In December 2023, the benchmark index hit a record high at over 67,000 points, though majority share prices were still below their historical peak prices, presenting attractive buying opportunities, he said.
To recap, the market surged by almost 15% net since November 8, 2023, three months ahead of the February 8 election.
POPULAR SLOGANS VS INFLATION
Topline Research provided a detailed commentary on the 2024 election, highlighting that major parties are not adequately addressing key economic challenges. Instead, they focus more on popular measures to gain public confidence amid record-high inflation.
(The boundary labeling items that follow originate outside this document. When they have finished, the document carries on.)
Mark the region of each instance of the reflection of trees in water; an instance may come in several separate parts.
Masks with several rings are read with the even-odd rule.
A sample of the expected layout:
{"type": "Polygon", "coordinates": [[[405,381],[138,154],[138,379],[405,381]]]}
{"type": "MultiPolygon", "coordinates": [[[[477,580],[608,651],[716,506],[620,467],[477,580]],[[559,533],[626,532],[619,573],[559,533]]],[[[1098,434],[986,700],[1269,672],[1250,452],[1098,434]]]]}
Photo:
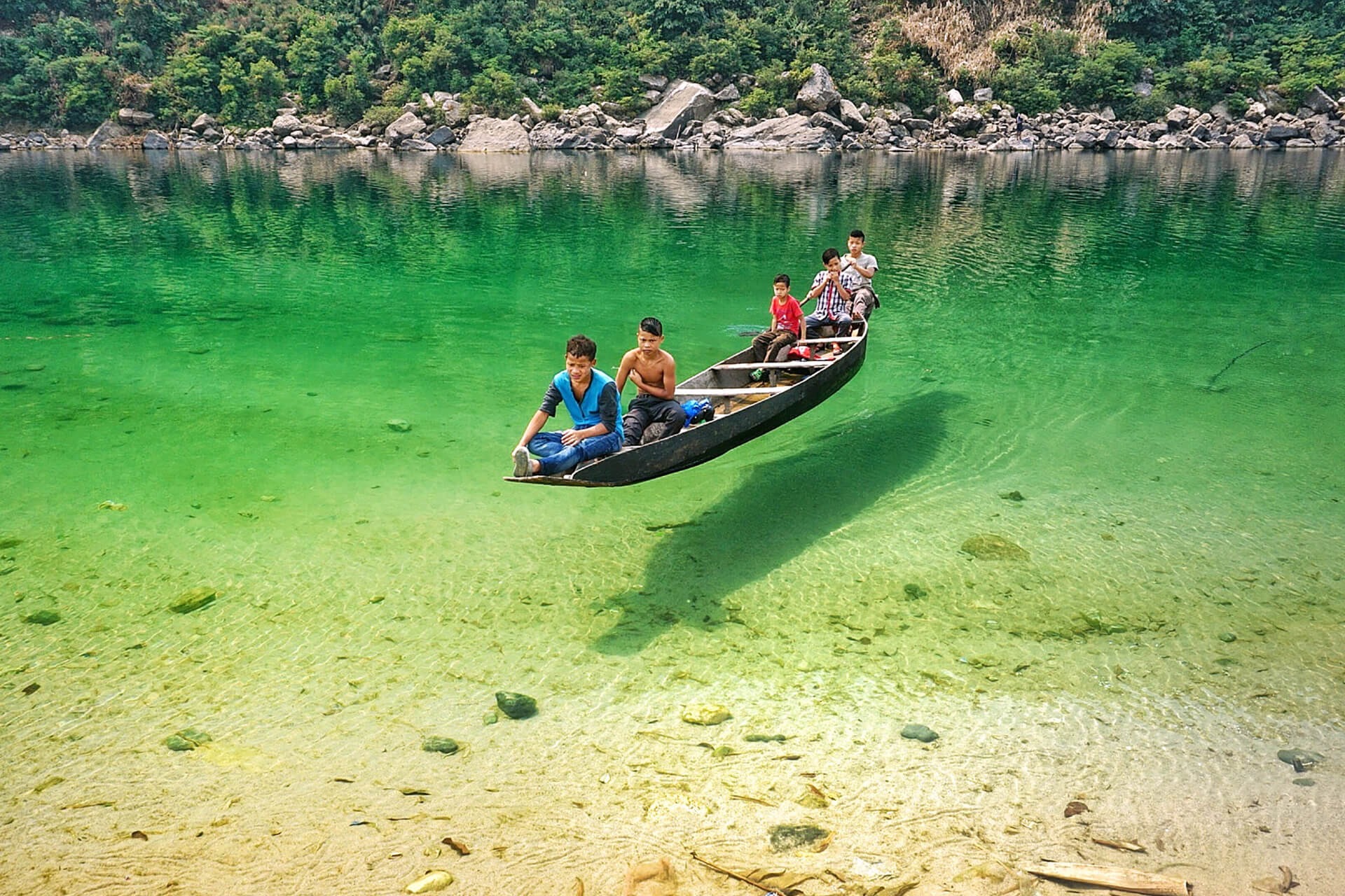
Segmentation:
{"type": "Polygon", "coordinates": [[[753,467],[733,492],[659,541],[644,587],[608,600],[621,617],[594,649],[633,654],[675,625],[722,625],[728,595],[804,553],[927,467],[946,439],[946,414],[959,400],[951,392],[917,395],[753,467]]]}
Investors are keenly interested in whether the new government will secure a majority or if it will form a weak coalition government. According to Topline Research, if one party secures 50% plus seats, it would boost investors’ confidence, leading to positive market reactions and signalling positively to the International Monetary Fund and other lenders.
Conversely, a coalition government with the support of smaller parties is predicted to remain fragile and may struggle to implement much-needed economic reforms.
The recovery of the Pakistan Stock market is expected to continue in 2024. Projections indicate that the benchmark KSE-100 total return index will reach 75,000 by December 2024. Key drivers for equities in 2024 include a smooth transfer of power to the new government after elections, a new long-term funding programme from the IMF, and an expected fall in interest rates.
Published in The Express Tribune, February 2nd, 2024.